Freezer temperatures can also vary. The recommended storage periods will assume that your freezer is 32°F (0°C). For every five degree increase in temperature, you should cut storage time in half. If your refrigerator has only one door, don’t keep food in the freezer for more than a week as these freezers don’t normally maintain temperatures as low as 32°F (0°C).
Fast-foods should be preserved the same way you do cooked foods. Bear in mind, however, that stuffings and toppings for a pizza and a burger may have sat on the counter for hours before you bought it.
Remember that cup-of-noodles you couldn’t finish at lunch? Trash it. Pre-cooked food musn’t be saved for a later meal once you’ve opened it. Warning: Eating food from a bulging or dented can could be potentially fatal because the swelling may signal contamination.
Vegetables And Salads
Raw veggies and fruits retain most of their nutrients in the refrigerator. You can preserve them further by storing them in vacuum-packed containers and zip-lock pouches to slow down oxidation.
For the same reason, avoid cutting them up into smaller pieces. Refrigerated vegetables kept whole remain unspoilt in the crisper for a week if kept in nylon mesh bags.

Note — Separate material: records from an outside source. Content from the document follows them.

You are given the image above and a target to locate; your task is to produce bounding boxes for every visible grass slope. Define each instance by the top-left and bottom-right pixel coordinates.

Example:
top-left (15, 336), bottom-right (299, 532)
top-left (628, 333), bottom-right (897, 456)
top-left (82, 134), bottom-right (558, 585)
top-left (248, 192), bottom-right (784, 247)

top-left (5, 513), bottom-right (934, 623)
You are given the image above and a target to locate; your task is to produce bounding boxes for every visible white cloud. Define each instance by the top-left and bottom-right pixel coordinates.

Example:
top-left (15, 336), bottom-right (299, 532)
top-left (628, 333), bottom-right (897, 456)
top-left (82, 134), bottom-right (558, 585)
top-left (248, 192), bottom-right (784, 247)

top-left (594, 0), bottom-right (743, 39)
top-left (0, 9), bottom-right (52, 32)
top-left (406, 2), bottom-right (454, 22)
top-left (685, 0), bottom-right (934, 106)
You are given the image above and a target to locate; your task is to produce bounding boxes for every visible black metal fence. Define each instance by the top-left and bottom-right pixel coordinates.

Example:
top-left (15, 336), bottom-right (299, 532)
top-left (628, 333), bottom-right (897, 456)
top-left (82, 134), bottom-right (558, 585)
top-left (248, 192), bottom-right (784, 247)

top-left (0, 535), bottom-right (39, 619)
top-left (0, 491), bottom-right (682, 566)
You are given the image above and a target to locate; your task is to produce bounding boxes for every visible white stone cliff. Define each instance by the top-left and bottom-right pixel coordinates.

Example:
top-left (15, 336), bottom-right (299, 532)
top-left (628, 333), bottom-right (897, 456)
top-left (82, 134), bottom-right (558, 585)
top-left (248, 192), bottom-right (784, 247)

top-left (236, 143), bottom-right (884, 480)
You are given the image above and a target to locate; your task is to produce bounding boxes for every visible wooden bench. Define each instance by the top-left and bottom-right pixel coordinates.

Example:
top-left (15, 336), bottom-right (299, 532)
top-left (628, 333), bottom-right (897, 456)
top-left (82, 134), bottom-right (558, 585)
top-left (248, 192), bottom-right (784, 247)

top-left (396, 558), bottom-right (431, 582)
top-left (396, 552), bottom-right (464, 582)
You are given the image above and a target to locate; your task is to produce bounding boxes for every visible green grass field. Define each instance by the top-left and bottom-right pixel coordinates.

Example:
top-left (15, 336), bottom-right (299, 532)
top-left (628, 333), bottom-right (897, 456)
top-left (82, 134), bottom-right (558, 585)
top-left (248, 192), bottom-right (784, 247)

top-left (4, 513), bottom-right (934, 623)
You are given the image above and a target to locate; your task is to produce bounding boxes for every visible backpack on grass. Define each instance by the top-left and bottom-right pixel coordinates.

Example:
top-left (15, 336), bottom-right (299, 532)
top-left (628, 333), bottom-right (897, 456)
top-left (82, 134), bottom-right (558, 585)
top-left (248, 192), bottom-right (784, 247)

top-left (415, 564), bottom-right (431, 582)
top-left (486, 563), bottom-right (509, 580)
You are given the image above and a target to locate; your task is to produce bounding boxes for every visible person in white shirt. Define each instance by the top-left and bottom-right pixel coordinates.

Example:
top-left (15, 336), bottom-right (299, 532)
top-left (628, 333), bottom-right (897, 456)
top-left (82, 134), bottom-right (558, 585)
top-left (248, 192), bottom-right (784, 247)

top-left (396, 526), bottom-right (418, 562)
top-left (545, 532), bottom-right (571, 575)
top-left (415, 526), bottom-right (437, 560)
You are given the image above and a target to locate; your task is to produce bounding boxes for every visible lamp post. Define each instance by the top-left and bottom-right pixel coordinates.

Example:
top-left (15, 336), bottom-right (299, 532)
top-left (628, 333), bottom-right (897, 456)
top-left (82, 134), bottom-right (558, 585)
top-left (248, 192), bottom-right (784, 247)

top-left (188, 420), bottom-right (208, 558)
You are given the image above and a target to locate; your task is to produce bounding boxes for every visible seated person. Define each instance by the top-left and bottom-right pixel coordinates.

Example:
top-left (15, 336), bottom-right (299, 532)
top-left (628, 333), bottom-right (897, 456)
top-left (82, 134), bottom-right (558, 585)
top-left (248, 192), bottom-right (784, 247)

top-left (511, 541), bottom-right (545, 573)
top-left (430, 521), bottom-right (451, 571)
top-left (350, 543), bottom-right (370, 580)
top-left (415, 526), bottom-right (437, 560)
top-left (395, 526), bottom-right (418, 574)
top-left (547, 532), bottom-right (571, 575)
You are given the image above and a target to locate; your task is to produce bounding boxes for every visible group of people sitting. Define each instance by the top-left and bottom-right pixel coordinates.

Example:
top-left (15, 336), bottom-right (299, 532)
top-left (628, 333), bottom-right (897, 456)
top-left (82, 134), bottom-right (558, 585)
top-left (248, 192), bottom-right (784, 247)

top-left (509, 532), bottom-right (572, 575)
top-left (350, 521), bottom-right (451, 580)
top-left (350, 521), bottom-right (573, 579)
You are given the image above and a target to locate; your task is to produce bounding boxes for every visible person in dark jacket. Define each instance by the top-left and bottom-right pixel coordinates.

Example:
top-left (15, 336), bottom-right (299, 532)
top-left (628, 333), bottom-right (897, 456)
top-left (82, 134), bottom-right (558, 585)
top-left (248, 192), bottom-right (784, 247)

Tip: A spring of curry leaves in each veggie bag can retard deterioration even further!
- Keep salad ingredients separate and mix only when needed.
- Fruits should be consumed within four hours of removal from the fridge.
Food In The Pantry
Dried foods don’t contain enough moisture for bacteria to thrive, while canned food is air-tight – so pantry storage is more a question of quality than safety.
Toss out any cans that are rusting, leaking or bulging, and always put newly purchased items at the back of the shelf so that you use the older items first.
No matter how thorough, there will always be something that slips through your dating system or doesn’t appear on any of your lists. So, stick by this mantra: When in doubt, throw it out!
Cereals, Beans And Pulses
Rice and legumes can stay in your pantry for up to a year. To keep them fresh, put four to five dried chilli in the container.
Refined oils keep longer than non-refined ones. Never pour oil into a hot pan from a plastic bottle as the heat can cause a chemical reaction. Use a steel container instead.
- If not using a microwave, thaw poultry and meat in the refrigerator, not on the kitchen counter, to retard bacterial growth.
- Never taste leftovers, especially meat that looks or smell strange.
- Never dip fingers in food to taste.
- Don’t reuse oil that has been used to fry non-vegetarian items. More than the fear of rancidity (which isn’t really a health risk), the cancer-causing free radicals are a concern. Oil used to fry items are like papaddum can be reused at least two or three times.